Indicating Boarding Areas on Platforms
Nudging Up Customer Service: Medium-Length ProjectsProblem, Classification, and Idea
It’s a common challenge on train station platforms: knowing where to wait. For agencies, managing platform waiting is a difficult balance to strike. With no platform indicators, customers have to unsafely run along the platform to make their train, leading to decreased safety, increased dwell time, decreased OTP, and decreased overall customer satisfaction (especially if a customer misses their train). Conversely, indicating precisely where doors open on platforms can lead to overcrowding at doorways and causes station platform capacity to be underutilized. Understanding and managing this balance, indicating door boarding areas is preferred. However, only if some of these concerns are mitigated can platform boarding be improved.
Implementation
Perhaps the ideal implementation for the indication of boarding areas is a combination of practices found at foreign subway stations as well as those used at many Amtrak stations. Most foreign subway stations, particularly those in Asian countries, employ platform markers to indicate the precise locations at which train doors will open. While this works well with subway systems where trains consistently run with the same number and location of doors, the same is not true for the majority of SEPTA services. Broad Street Line trains operate with varying car lengths, causing regular variations in boarding locations. On the Regional Rail, different equipment features different door locations in addition to varying car lengths. These problems make permanent boarding indicators unable to solve the problem. Given the challenges facing varying-length boarding locations, Amtrak uses platform location markers to indicate where doors will open on a given platform.

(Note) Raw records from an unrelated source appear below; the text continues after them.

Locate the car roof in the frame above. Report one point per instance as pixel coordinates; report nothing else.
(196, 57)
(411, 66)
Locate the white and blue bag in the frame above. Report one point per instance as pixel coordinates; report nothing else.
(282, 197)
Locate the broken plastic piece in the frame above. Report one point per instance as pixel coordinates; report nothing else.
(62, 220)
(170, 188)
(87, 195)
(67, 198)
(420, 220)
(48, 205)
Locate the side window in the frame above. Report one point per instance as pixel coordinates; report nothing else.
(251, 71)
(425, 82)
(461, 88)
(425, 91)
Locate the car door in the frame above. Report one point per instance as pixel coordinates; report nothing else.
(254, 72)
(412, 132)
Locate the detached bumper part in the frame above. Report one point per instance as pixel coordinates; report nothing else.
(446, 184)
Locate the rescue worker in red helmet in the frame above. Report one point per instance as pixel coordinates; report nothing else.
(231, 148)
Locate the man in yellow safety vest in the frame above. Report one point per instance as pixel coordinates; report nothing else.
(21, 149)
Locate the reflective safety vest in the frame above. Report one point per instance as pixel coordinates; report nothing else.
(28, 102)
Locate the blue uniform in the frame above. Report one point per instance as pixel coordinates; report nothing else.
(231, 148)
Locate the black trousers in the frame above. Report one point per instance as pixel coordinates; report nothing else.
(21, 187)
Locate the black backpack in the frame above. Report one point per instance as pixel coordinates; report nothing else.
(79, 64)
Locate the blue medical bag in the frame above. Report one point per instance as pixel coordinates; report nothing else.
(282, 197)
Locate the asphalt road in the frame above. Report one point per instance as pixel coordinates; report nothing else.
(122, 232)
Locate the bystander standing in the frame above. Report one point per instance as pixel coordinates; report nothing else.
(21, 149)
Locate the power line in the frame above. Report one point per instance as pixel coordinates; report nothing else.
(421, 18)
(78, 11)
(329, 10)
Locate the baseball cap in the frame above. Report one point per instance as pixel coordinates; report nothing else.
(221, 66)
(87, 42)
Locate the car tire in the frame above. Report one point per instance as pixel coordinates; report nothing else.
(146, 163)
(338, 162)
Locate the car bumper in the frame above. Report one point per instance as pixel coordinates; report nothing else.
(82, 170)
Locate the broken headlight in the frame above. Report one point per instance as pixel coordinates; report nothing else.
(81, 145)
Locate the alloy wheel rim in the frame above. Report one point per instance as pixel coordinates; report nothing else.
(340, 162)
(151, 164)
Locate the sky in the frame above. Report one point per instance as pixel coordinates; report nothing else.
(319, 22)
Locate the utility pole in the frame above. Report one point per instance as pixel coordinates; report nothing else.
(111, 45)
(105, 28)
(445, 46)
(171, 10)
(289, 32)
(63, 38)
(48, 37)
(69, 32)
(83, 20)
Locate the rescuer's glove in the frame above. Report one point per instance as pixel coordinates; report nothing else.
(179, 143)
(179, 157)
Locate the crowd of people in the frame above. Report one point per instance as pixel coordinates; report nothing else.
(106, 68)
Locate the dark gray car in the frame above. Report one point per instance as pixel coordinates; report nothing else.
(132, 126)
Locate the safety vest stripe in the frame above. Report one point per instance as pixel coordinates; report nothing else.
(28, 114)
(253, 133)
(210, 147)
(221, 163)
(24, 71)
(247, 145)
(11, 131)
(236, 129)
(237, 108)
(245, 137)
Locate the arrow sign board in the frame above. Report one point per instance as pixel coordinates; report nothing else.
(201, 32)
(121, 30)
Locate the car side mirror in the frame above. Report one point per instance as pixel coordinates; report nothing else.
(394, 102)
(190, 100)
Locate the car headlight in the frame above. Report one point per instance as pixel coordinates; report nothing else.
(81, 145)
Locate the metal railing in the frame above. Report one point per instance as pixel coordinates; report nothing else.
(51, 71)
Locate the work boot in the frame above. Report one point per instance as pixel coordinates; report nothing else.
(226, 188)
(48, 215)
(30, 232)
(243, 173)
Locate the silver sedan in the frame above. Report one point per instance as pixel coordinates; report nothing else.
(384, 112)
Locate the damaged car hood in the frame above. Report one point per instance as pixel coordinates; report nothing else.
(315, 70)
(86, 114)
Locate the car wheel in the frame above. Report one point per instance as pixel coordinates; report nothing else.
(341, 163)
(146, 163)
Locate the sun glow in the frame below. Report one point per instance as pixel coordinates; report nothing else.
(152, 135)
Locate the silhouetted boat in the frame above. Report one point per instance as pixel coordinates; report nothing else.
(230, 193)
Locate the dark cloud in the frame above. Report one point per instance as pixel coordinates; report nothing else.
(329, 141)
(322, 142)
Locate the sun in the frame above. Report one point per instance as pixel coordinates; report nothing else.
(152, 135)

At high-volume Regional Rail stations, a combined solution could be employed. Regional Rail trains frequently stop in the same location every day; markers on the platform could designate door opening locations at every possible position for trains of every length and model. LED Display Signs would then be able to identify very specific boarding locations. Take, for example, the case of a 5-car SLV train from Doylestown to Paoli. Signs would not only be able to indicate that doors will open in all five cars, but they can also indicate if rear cars will be closed after Center City as well as where to wait for the QuietRide car. There are some technical challenges related to the Regional Rail implementation, most notably related to gathering the equipment data for each train. However, given that this information is already known and maintained by the control center, adding the information to station display boards would not be such a challenge.
At outlying stations, implementing the same practice of door indicators would actually be relatively easy. Color-coded numbers could indicate the precise stepper at which doors will open given the length of a train and the train’s equipment. This information could be disseminated to customers through the preexisting signs on some regional rail stations or via automated “train approaching” announcements. The use of a platform “green zone” similar to the LIRR could also be effective in ensuring customers wait where the doors are sure to open. However, unlike the LIRR, the primary problem facing SEPTA is that of customers crowding and failing to make use of all open cars.
In the Rapid Transit side, the easiest implementation would be on the Market-Frankford line (as trains tend to regularly stop in the same place). Adding a simple paint strip similar to that found in most Asian countries and many Montreal Metro stations (seen in Figure 13) would improve station boarding and ensure passengers aren’t waiting directly in the way of detraining customers.
Next Steps
- Conduct a pilot on transit routes at stations where trains stop fairly consistently. Determine how this impacts both operations as well as the need for customers to run along the platform edge.
- If beneficial, expand across transit routes and pilot at Market East and Temple in Center City (saving Suburban and 30th for final implementation).